Case Study: Network analytics on corporate e-mail

Executive Summary

Modern organisations run on e-mail. But who actually influences information flow? Which people sit at the centre of cross-team communication, and where do we see potential bottlenecks or single points of failure?

In this case study we use a large anonymised corporate e-mail network (the EuAll SNAP dataset) to answer a simple but powerful question:

“Who e-mails whom – and what does that reveal about hidden influencers in the organisation?”

Business Problem

In large organisations, a small number of mailboxes typically carry a disproportionate share of communication: senior managers, project coordinators, operational hubs.

The EuAll email network allows us to quantify this pattern and to identify:

  • which mailboxes act as communication hubs or bottlenecks,
  • how unevenly email traffic is distributed across the organisation,
  • and what this implies for governance, risk, and change-management.

Data & Methods

The dataset is stored in Matrix Market (.mtx) format as a large, sparse adjacency matrix:

  • 265,214 nodes – anonymised e-mail accounts inside a European institution.
  • ~419,000 directed edges – each edge represents at least one e-mail from user i to user j.
  • There are no timestamps or message content; we only use the who-e-mailed-whom pattern.

From this we build a directed graph where:

  • In-degree = how many distinct people send e-mails to a given node.
  • Out-degree = how many distinct people a node sends e-mails to.
  • Total degree = in-degree + out-degree, used as a simple overall influence score.
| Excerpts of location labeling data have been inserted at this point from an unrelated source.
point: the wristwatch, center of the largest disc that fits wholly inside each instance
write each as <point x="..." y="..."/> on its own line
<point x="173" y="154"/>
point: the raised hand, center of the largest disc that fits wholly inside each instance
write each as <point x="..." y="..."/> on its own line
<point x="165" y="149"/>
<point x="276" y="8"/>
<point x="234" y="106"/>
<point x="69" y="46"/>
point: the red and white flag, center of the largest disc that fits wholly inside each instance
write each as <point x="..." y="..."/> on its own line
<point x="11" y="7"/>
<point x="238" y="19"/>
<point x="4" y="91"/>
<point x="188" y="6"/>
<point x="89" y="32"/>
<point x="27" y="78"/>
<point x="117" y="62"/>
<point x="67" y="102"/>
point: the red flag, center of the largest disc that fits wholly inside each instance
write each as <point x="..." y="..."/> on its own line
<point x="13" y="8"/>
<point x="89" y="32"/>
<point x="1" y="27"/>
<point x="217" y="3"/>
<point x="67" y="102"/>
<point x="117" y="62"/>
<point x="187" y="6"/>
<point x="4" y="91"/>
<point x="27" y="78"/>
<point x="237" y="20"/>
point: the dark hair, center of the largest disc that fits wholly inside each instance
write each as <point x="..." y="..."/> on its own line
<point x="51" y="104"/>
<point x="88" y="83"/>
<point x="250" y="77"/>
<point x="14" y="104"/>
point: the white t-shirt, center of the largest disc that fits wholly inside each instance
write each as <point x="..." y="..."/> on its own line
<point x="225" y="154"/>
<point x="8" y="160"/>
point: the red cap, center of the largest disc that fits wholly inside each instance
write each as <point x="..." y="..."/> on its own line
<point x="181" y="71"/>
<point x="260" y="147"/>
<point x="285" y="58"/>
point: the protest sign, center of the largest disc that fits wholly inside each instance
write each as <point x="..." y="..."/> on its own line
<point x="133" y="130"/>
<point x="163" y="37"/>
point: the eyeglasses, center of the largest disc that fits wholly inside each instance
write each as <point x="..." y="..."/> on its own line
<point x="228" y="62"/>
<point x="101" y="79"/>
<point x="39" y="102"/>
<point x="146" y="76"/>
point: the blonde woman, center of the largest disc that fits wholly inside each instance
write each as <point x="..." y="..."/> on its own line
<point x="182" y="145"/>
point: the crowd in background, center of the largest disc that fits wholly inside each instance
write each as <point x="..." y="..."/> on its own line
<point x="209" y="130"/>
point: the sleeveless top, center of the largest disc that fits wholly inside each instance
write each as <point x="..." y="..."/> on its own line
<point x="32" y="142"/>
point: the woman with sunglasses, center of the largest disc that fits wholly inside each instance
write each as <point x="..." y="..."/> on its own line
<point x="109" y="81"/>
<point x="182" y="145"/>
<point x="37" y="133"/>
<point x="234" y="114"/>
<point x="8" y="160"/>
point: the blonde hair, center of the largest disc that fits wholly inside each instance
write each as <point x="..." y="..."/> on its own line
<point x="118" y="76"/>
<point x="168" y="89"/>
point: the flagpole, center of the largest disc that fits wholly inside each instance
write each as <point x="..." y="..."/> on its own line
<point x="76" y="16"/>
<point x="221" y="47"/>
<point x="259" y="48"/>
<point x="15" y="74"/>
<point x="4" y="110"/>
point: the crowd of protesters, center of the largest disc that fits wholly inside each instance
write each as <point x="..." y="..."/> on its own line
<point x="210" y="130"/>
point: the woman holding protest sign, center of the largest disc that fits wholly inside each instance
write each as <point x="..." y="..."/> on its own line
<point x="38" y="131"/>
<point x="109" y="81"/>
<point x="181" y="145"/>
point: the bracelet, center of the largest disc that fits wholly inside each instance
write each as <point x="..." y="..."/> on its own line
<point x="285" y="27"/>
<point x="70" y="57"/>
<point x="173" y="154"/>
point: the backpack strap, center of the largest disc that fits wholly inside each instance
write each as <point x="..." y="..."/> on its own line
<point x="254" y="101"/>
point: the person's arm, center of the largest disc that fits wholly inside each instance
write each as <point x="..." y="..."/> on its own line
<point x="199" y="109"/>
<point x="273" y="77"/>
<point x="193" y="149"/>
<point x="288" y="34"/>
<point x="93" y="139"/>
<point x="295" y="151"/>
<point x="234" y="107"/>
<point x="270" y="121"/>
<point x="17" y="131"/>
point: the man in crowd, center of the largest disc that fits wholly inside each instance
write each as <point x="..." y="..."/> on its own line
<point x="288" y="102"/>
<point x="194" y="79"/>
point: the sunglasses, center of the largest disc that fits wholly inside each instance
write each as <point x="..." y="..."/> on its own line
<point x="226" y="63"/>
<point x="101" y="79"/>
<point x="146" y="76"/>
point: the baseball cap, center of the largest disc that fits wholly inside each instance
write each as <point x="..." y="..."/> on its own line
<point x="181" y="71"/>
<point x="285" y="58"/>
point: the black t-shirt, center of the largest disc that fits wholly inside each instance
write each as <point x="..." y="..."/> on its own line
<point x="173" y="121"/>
We ignore self-loops and treat multiple e-mails between the same pair as one edge, which keeps the focus on relationship breadth rather than raw volume.

Methods and analytics

The pipeline implements several complementary views:

  1. Global degree distribution (log–log histogram).
    This shows how many people have 1, 2, 5, … incoming/outgoing connections and reveals whether the network is “flat” or dominated by a few hubs.
  2. Top in-degree and top out-degree rankings.
    • Top in-degree nodes are information magnets – many people write to them (e.g. shared mailboxes, senior leaders, helpdesks).
    • Top out-degree nodes are broadcast hubs – they contact many others (e.g. project managers, internal communications).
  3. In- vs. out-degree scatter plot (log–log).
    This separates roles:
    • Nodes high on both axes act as brokers and cross-team connectors.
    • High in-degree but low out-degree often signals escalation points or mailboxes where many issues land but few are initiated.
    • High out-degree but low in-degree suggests broadcasters whose messages fan out but who receive relatively little direct traffic.
  4. Circular “chord-style” diagram for the top influencers.
    We select the top 12 nodes by total degree and draw them on a circle. Directed links between them show who e-mails whom inside this elite core. Visually this mirrors a chord diagram: thick bundles of edges indicate strong mutual communication between key influencers; isolated spokes flag individuals who are highly connected to the wider organisation but less connected among themselves.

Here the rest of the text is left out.